Harper’s Bazaar was up 10 percent during the first half of last year when the rest of the category was down, but the title stumbled this year, down 14.3 percent to 137,117.
“It would be a lot easier if we could feature proven sellers like Jennifer Aniston or Gwyneth Paltrow on the cover every month, but we took some risks this year and tried stars that were a little outside of the norm for us, and they didn’t always translate into newsstand sales,” editor in chief Glenda Bailey admitted.
For example, she put “The Good Wife” actress Julianna Margulies on the January cover and the change up from a big celeb resulted in the lowest sales of the period. “We are focused on producing great covers in the fourth quarter and beyond, and we won’t stop experimenting, both on the newsstand and on our subscriber copies,” she added.

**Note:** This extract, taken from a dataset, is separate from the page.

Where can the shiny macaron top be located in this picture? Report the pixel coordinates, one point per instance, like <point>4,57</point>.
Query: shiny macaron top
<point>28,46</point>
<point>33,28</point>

People StyleWatch, traditionally a strong performer on the newsstand, faltered like almost everyone else, falling 11.8 percent to 504,504 copies in the first six months. Reese Witherspoon, once the golden girl of fashion covers, resulted in the title’s lowest single-copy sales (she was also a dud for Vogue), but Lauren Conrad, the reality star who continues to be a go-to cover girl, won out for the April issue. W, which has never relied on newsstand, was also down 11.8 percent to 19,006. It seems W readers loved Mila Kunis in the March issue but didn’t feel compelled to pick up the May one with January Jones.
Lucky continued its downward trend on the newsstand, declining 9 percent to 150,271. Elle, which counted Katy Perry as a newsstand winner in the first half, was also down 9 percent to 250,056.